Emotional intelligence has five major components:

  • Self-awareness
  • Self-regulation
  • Motivation
  • Empathy for others
  • Social skills

Each of these components allow people to recognize, learn from, and connect with other people’s mental states.

According to HBR, understanding what constitutes emotional intelligence is important not only because it is so central to leadership, but because people who are strong in some components of it may be lacking in others. One example used by Salovey during a 2010 leadership conference was Bill Clinton, who was remarkable in his empathy yet devoid of self-control.

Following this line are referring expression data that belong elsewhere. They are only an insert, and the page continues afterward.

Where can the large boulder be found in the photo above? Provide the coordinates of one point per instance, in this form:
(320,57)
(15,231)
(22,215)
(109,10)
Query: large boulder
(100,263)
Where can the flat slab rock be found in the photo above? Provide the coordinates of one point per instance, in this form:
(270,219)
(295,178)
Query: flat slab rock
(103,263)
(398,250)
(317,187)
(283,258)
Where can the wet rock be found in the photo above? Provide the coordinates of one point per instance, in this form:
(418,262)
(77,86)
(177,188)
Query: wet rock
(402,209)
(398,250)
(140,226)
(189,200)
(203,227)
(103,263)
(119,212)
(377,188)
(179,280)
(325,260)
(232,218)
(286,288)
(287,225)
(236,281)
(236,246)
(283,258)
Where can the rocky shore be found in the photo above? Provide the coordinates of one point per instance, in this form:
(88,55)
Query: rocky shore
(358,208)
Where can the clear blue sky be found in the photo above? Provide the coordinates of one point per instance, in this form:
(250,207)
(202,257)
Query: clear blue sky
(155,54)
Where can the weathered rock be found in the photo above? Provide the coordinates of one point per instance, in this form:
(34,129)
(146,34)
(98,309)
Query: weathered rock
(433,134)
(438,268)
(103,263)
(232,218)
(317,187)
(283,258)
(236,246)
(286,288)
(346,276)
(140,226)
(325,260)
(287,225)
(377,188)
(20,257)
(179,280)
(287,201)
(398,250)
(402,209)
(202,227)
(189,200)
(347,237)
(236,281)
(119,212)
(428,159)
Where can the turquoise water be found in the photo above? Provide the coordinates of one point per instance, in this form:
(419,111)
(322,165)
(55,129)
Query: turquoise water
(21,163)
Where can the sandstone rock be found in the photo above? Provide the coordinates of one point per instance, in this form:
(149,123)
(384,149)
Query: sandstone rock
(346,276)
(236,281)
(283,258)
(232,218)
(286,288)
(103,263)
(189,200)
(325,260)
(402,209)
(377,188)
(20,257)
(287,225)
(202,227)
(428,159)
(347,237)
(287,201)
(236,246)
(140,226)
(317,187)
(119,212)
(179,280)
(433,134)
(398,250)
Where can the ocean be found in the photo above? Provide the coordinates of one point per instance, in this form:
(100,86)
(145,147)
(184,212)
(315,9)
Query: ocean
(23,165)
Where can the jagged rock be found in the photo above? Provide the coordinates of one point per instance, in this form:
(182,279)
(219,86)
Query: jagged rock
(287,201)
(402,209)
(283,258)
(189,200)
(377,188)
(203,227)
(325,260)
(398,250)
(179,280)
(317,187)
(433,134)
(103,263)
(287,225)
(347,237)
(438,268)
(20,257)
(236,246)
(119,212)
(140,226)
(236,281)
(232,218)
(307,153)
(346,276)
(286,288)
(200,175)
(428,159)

Mayer and Salovey coined the term “emotional intelligence” the same year that the functional magnetic resonance imaging machine was invented. For the first time, people could look at what was happening in the brain while it was functioning. Golemans extensive work on the subject of emotional intelligence is infused with findings from these studies. With that research Goleman and others have been able to further establish the connection between emotional intelligence and leadership.

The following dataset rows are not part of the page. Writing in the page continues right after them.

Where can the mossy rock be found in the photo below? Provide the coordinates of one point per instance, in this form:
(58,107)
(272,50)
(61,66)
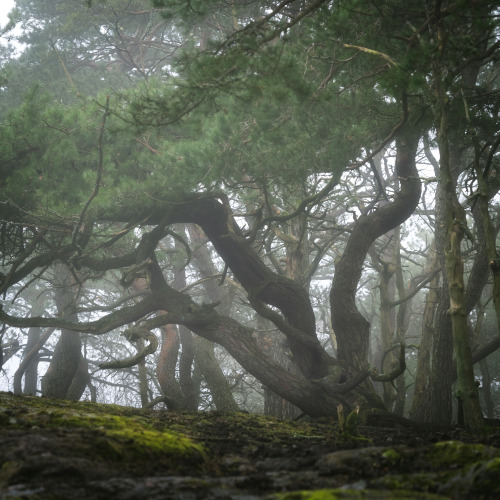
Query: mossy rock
(354,494)
(106,434)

They’ve been able to understand what physically happens to the brain when you understand what another person is saying, for example. They’ve also found definitively that emotions like anger can lead to bad decision making and that sometimes things like flattery simply do not work. All of these modes of research lead to a simple conclusion. In order to be a better leader you need emotional intelligence of a high degree.

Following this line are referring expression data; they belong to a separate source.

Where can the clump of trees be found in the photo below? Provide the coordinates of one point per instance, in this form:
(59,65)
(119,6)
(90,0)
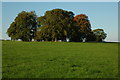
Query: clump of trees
(56,24)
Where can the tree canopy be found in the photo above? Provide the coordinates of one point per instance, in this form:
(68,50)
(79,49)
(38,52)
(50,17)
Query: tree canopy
(54,25)
(23,27)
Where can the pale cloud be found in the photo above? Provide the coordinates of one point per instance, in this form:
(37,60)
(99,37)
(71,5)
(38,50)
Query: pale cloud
(60,0)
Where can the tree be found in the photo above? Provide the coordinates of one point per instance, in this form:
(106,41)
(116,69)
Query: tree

There are still some counterarguments though, notably a Wharton progessor named Adam Grant who has reported that there is a lack of correlation between tests results measuring emotional intelligence and business results. His methods are obviously contested by Goleman and others.

Six Rules of Leadership

With the business environment ever-evolving, how do you motivate, connect with, and inspire your team in the best, most effective way possible? Here are six practical tips that can be applied to a myriad of environments to help you become the most effective leader.

Practice compassion

When a mishap occurs, and it will, exercise compassion and empathy before coming down on your employee or jumping to conclusions. You should be hard on results, but soft on the person giving those results to you; understand what went wrong and how best to help that individual from making the same mistake again.

Trust your team

Experience has shown that staff will go above and beyond to keep an employer or managers trust, so give them all of it. Meddling in the minutiae of what your team is up to instead of giving them the tools and support they need tends to produce mixed results. So trust your staff, and they will produce great results.

Skill vs. Will

Underperformance usually comes from one of two places: a lack of skill or a lack of will. Taking time to uncover and understand the difference between the two in relation to a certain employee’s underperformance is key to fixing the problem. Skill gaps are easy to close with the proper coaching, training, and support, while will gaps are more difficult to close and require more digging into where your employees motivation lie.

Family first

Family issues are often unavoidable when managing a group of people, and allowing your team to make it their number one priority in dire times is key to performance. If they aren’t able attend to personal issues, performance will most likely suffer, and they’ll feel like their personal lives don’t matter outside of the work environment. They do, and let them know that.

Emphasize the why

When you outline why a project, assignment, client, etc., is so important, it helps gain buy-in from your team. It can motivate a team member to finish a project in a day as opposed to dragging it out over a few weeks. Letting them in on your rationale as well as your expectations helps team members feel they’re more valued.

Communicate frequently

While we all get caught up in our own daily tasks, personal lives, and the like, it’s important to make your team feel like they aren’t forgotten. Don’t wait for a quarterly or annual review to give feedback on performance, or even worse, for your team member to ask for it. Stay ahead of the ball, and regularly check-in with your staff to help them stay motivated, productive, and heard.